4 Tomaten (mit kaltem Wasser abspülen, entkernt und fein gewürfelt)
1 kleine Zwiebel (fein gehackt)
1 Bund frischer Koriander (mit kaltem Wasser abspülen, fein gehackt – alternativ: glatte Petersilie)
1 grüne Chilischote (entkernt, fein gehackt – nach Wunsch milder oder schärfer)
1 Knoblauchzehe (fein gehackt)
2 Esslöffel Zitronensaft
2 Esslöffel Pflanzenöl
1 Teelöffel Salz
1 Prise schwarzer Pfeffer

Zubereitungsschritte:

1. Zutaten vorbereiten:

Waschen Sie Tomaten, Koriander und Chili mit kaltem Wasser.

Schneiden Sie alle Zutaten in sehr kleine Stücke.

Geben Sie Tomaten, Zwiebel, Knoblauch, Chili und Koriander in eine große Schüssel.

2. Marinade anrühren:

Vermengen Sie Zitronensaft, Pflanzenöl, Salz und Pfeffer in einem kleinen Gefäß.

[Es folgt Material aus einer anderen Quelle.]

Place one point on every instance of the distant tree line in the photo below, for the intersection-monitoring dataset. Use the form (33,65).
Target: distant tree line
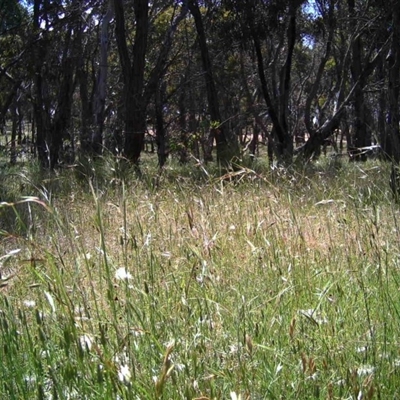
(78,78)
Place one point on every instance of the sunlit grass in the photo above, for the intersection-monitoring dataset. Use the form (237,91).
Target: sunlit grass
(189,285)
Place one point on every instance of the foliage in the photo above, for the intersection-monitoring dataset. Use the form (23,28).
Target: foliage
(132,290)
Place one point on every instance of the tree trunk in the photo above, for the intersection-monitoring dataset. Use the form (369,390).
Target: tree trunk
(361,137)
(393,62)
(161,135)
(101,84)
(227,146)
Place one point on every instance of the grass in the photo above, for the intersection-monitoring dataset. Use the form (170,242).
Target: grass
(261,285)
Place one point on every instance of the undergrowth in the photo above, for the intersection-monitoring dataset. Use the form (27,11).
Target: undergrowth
(195,284)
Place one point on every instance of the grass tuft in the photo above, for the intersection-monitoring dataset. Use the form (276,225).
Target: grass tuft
(197,285)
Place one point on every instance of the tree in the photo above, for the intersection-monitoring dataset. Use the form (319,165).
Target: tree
(137,90)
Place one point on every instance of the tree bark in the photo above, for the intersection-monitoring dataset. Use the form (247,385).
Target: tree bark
(227,146)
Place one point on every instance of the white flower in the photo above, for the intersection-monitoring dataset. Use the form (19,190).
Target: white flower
(51,301)
(365,370)
(122,273)
(86,342)
(124,374)
(29,303)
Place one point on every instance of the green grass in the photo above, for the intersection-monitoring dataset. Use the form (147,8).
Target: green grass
(261,285)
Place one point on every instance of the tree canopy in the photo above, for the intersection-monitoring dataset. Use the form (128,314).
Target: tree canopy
(81,77)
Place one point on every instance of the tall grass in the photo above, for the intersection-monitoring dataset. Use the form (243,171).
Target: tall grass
(254,285)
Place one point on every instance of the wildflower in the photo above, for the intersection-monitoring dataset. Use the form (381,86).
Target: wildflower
(122,273)
(365,370)
(29,303)
(86,342)
(51,301)
(124,374)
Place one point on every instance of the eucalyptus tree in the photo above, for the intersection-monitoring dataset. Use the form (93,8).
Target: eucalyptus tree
(58,31)
(140,79)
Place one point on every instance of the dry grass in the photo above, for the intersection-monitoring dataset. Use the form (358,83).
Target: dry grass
(269,285)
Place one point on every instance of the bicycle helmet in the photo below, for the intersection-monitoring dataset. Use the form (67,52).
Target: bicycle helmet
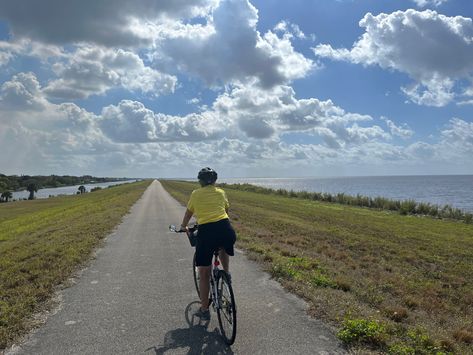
(207,176)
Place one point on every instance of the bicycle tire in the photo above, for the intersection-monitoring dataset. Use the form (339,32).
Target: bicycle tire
(226,310)
(196,276)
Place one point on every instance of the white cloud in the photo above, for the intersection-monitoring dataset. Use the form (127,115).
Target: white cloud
(425,3)
(21,93)
(402,131)
(290,29)
(117,23)
(128,137)
(94,70)
(421,44)
(25,47)
(132,122)
(229,49)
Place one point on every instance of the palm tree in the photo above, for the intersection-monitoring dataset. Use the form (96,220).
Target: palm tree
(32,187)
(6,195)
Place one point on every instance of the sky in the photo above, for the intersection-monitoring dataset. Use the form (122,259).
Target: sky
(261,88)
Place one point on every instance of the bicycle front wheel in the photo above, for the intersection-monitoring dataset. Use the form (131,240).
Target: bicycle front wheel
(195,268)
(226,310)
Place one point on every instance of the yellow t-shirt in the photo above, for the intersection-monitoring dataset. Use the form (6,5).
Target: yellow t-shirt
(208,204)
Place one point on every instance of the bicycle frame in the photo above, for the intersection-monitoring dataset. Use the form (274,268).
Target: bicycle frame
(213,281)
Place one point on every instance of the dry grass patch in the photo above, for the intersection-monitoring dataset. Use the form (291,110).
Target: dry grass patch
(43,241)
(411,275)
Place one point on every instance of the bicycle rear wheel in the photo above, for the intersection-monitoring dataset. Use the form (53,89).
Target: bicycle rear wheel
(196,277)
(226,310)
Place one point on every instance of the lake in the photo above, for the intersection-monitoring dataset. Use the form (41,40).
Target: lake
(454,190)
(64,190)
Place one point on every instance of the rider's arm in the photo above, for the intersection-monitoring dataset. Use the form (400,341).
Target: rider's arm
(186,219)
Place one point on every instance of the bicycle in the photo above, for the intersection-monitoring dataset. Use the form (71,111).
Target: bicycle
(221,297)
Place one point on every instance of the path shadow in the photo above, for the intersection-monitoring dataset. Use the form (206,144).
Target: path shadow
(197,338)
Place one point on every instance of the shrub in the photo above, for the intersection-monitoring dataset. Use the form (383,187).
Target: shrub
(362,331)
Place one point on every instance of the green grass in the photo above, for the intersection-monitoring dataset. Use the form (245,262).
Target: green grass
(403,283)
(42,242)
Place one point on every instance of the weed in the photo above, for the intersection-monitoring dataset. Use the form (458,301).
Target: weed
(43,241)
(370,332)
(464,336)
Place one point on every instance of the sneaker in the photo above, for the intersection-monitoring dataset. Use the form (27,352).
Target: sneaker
(203,315)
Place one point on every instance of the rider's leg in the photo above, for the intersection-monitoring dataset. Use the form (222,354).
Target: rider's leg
(225,260)
(204,285)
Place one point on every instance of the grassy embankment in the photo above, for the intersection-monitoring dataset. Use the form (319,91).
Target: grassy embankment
(389,283)
(42,242)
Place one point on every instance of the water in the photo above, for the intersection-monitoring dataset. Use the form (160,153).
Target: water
(454,190)
(64,190)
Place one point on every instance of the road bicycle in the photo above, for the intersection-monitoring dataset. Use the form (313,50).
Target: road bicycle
(222,299)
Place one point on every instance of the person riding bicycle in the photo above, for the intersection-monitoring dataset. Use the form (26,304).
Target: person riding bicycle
(210,206)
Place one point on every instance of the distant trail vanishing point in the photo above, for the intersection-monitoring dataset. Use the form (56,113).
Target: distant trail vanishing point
(138,296)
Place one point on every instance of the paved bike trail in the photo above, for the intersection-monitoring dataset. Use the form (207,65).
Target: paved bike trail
(137,297)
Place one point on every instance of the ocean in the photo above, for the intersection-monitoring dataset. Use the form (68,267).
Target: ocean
(454,190)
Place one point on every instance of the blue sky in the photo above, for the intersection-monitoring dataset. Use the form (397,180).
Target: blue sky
(261,88)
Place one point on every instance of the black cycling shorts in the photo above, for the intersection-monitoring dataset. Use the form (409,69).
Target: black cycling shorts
(212,236)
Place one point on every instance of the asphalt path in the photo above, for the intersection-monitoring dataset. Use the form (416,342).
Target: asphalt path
(137,297)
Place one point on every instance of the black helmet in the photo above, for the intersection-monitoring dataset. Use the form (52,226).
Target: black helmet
(207,176)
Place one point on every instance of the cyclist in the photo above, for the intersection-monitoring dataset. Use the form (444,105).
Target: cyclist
(210,206)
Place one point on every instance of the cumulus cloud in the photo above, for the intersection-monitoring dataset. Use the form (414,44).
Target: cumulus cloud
(131,121)
(94,70)
(105,22)
(230,49)
(421,44)
(402,131)
(22,93)
(290,29)
(425,3)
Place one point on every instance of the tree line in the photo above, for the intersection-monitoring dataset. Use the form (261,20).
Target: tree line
(32,184)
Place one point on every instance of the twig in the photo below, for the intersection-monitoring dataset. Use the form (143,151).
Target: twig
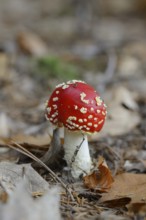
(32,156)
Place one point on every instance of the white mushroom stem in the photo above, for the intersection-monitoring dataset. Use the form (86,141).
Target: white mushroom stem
(81,164)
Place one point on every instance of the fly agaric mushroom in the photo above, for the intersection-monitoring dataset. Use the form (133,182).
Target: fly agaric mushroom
(78,107)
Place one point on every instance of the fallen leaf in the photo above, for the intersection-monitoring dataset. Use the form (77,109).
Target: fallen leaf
(137,208)
(100,179)
(126,185)
(11,174)
(21,205)
(122,115)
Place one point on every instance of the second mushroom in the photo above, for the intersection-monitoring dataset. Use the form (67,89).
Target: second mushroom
(78,107)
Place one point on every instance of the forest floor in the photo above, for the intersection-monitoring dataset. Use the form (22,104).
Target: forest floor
(34,57)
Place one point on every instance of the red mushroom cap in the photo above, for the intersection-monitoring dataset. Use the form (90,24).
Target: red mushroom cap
(77,106)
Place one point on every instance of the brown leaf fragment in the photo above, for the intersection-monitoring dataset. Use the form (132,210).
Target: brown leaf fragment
(100,179)
(137,208)
(126,185)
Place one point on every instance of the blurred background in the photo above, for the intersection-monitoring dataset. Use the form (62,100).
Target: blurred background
(43,43)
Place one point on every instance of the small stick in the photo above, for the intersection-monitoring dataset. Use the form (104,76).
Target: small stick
(32,156)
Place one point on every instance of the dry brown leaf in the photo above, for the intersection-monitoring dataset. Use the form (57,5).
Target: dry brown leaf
(100,179)
(126,185)
(122,115)
(29,140)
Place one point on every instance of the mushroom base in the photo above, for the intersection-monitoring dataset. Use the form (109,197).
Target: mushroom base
(79,161)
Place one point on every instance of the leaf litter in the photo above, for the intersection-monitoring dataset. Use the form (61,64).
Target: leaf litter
(122,142)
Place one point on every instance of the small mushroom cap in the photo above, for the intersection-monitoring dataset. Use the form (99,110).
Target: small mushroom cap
(77,106)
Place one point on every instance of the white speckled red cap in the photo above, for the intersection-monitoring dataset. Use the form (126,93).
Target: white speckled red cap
(77,106)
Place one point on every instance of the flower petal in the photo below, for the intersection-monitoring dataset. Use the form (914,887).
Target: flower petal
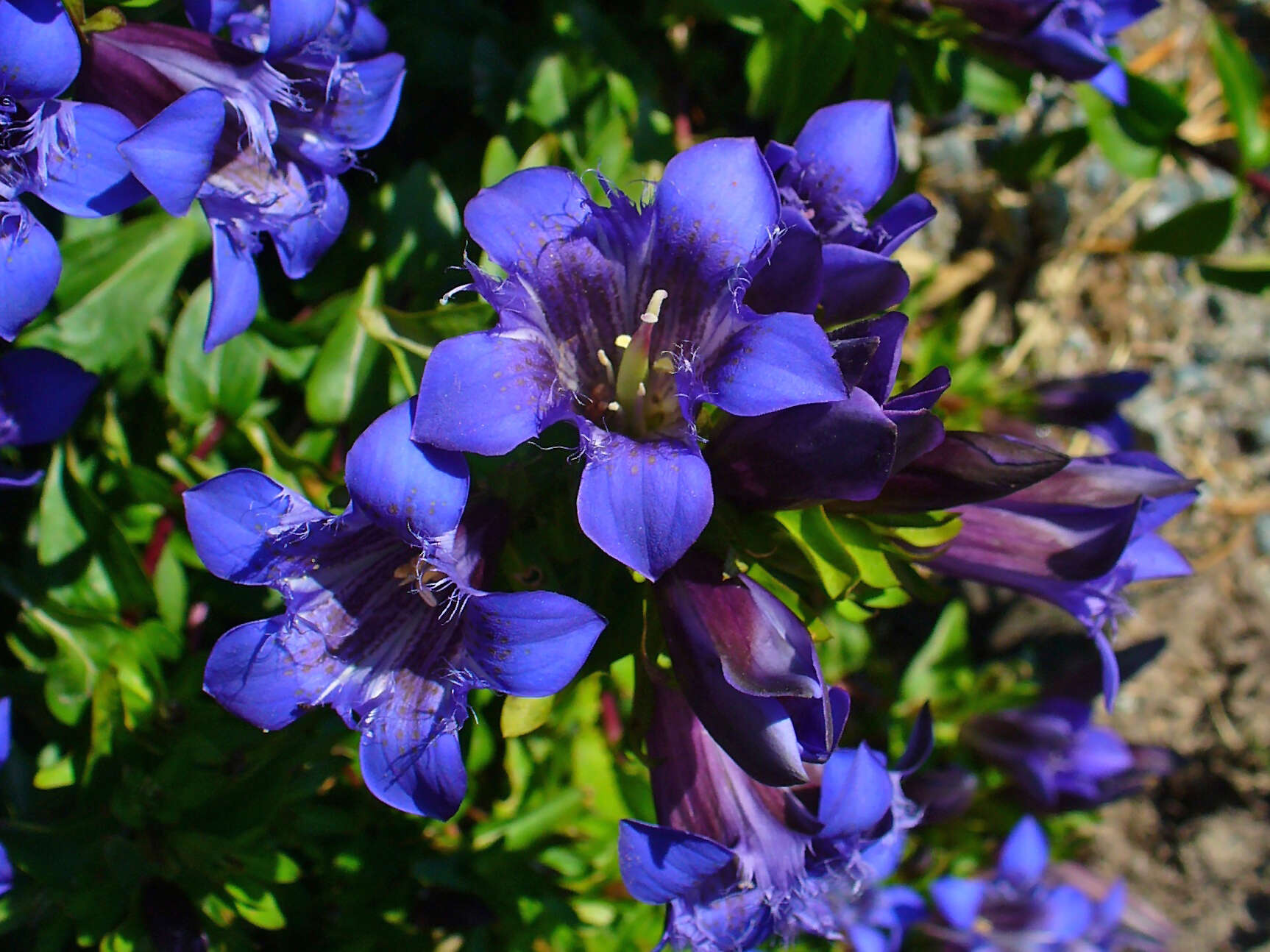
(89,178)
(29,268)
(42,394)
(859,283)
(659,864)
(302,241)
(1024,855)
(231,518)
(171,154)
(856,791)
(269,673)
(40,54)
(715,210)
(235,288)
(414,491)
(486,392)
(294,23)
(530,644)
(958,901)
(411,763)
(848,154)
(644,503)
(775,362)
(523,212)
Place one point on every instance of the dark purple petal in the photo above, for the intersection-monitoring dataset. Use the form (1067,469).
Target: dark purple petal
(486,392)
(775,362)
(644,503)
(717,208)
(792,280)
(230,521)
(848,154)
(1024,855)
(302,241)
(859,283)
(171,154)
(855,794)
(901,221)
(659,864)
(91,178)
(40,52)
(295,23)
(958,901)
(267,673)
(41,392)
(530,644)
(516,219)
(411,762)
(840,451)
(235,288)
(414,491)
(29,268)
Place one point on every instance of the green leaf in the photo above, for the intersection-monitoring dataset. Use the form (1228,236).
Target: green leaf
(522,715)
(1244,88)
(1194,231)
(225,381)
(1038,157)
(946,647)
(115,287)
(1246,273)
(343,367)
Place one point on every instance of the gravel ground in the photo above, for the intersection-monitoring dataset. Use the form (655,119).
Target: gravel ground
(1063,295)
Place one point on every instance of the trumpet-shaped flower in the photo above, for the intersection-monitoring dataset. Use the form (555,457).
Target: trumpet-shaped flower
(839,168)
(385,621)
(41,394)
(738,861)
(750,670)
(621,322)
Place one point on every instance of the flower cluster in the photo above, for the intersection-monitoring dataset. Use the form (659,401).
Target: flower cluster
(257,127)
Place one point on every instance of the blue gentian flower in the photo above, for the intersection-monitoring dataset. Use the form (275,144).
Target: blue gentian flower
(1067,38)
(1076,539)
(41,394)
(750,670)
(1023,906)
(259,138)
(842,450)
(621,322)
(61,152)
(739,862)
(384,619)
(839,168)
(1091,402)
(1060,758)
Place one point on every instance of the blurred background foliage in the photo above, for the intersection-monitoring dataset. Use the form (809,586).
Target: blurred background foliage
(141,815)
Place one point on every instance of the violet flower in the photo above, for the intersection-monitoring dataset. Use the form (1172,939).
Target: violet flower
(831,254)
(738,862)
(41,394)
(621,322)
(384,619)
(64,154)
(841,450)
(259,138)
(1077,539)
(1067,38)
(1023,906)
(1091,402)
(1061,759)
(750,670)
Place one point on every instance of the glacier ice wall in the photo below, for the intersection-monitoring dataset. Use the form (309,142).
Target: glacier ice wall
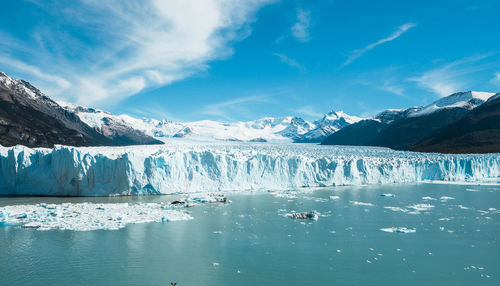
(190,167)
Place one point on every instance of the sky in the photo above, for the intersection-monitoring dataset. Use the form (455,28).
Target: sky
(186,60)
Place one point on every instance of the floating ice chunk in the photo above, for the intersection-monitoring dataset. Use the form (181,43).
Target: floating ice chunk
(396,209)
(399,229)
(388,195)
(206,198)
(446,198)
(305,215)
(418,208)
(361,203)
(88,216)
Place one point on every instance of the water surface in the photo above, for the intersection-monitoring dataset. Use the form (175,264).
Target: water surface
(251,242)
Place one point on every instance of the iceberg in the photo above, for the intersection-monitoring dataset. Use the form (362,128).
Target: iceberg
(187,167)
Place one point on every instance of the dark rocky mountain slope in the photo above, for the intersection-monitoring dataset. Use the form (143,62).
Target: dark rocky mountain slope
(28,117)
(476,132)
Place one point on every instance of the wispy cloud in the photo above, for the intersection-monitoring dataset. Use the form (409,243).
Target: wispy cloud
(239,105)
(496,78)
(391,87)
(356,54)
(124,47)
(300,30)
(309,111)
(289,61)
(450,77)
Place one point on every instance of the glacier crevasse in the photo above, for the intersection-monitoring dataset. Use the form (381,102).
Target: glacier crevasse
(193,167)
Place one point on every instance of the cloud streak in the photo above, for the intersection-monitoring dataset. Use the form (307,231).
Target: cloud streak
(224,108)
(356,54)
(450,78)
(289,61)
(124,47)
(300,30)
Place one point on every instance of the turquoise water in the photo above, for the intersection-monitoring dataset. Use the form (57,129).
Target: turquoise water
(251,242)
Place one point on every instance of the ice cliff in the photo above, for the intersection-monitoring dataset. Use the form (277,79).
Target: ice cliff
(188,167)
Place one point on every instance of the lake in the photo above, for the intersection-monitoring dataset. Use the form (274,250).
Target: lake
(253,241)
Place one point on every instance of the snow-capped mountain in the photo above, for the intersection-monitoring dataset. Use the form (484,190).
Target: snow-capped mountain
(476,132)
(269,129)
(329,124)
(401,129)
(467,100)
(30,118)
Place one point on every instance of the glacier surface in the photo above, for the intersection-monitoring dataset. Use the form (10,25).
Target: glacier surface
(185,167)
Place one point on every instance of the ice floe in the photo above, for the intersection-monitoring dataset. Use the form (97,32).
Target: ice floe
(356,203)
(446,198)
(399,229)
(88,216)
(418,208)
(396,209)
(388,195)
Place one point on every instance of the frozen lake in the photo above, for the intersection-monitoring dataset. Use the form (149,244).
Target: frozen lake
(252,241)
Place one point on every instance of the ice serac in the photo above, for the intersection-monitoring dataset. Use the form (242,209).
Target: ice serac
(187,167)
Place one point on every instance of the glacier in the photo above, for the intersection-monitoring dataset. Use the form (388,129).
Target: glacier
(189,167)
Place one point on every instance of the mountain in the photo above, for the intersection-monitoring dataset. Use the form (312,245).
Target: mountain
(476,132)
(112,127)
(329,124)
(268,129)
(401,129)
(30,118)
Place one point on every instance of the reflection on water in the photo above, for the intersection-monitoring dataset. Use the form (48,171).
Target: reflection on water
(252,241)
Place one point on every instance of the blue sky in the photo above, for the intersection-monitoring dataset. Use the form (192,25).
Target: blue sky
(241,60)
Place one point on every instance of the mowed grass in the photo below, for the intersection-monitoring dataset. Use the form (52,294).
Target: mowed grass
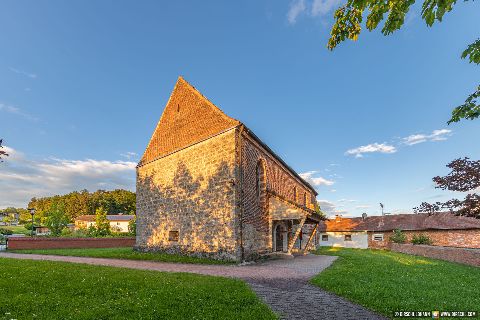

Geben Sie die Mischung über die vorbereiteten Zutaten.

Rühren Sie alles gut um.

3. Ziehen lassen:

Lassen Sie die Salsa mindestens 15 Minuten im Kühlschrank ziehen, damit sich die Aromen gut entfalten.

4. Servieren:

Rühren Sie die Salsa noch einmal durch und servieren Sie sie kalt oder bei Raumtemperatur.

Beilage:
Reichen Sie die Pebre-Salsa zu glutenfreiem Maisbrot, Kochbananenchips oder als Topping auf gegrilltem Gemüse.

Nährwerte pro Portion:
Kalorien: ca. 100
Broteinheiten: 0,5 BE
Fett: 7 Gramm
Gesättigte Fettsäuren: 1 Gramm
Ungesättigte Fettsäuren: 5 Gramm
Kohlenhydrate: 8 Gramm
Zucker: 4 Gramm
Eiweiß: 1 Gramm

Zubereitungszeit:
Vorbereitung: 15 Minuten
Ziehzeit: 15 Minuten
Gesamtzeit: ca. 30 Minuten

Drei Tipps aus der gehobenen Gastronomie:
Besondere Textur: Schneiden Sie alle Zutaten sehr fein und gleichmäßig – das sorgt für eine elegante, glatte Konsistenz.

Optisches Highlight: Geben Sie vor dem Servieren ein paar Tropfen hochwertiges Olivenöl oder Chilisalz darüber.

Edle Präsentation: Servieren Sie die Pebre-Salsa in kleinen Gläschen mit einem Minzblatt oder gerösteten Kürbiskernen als Garnitur.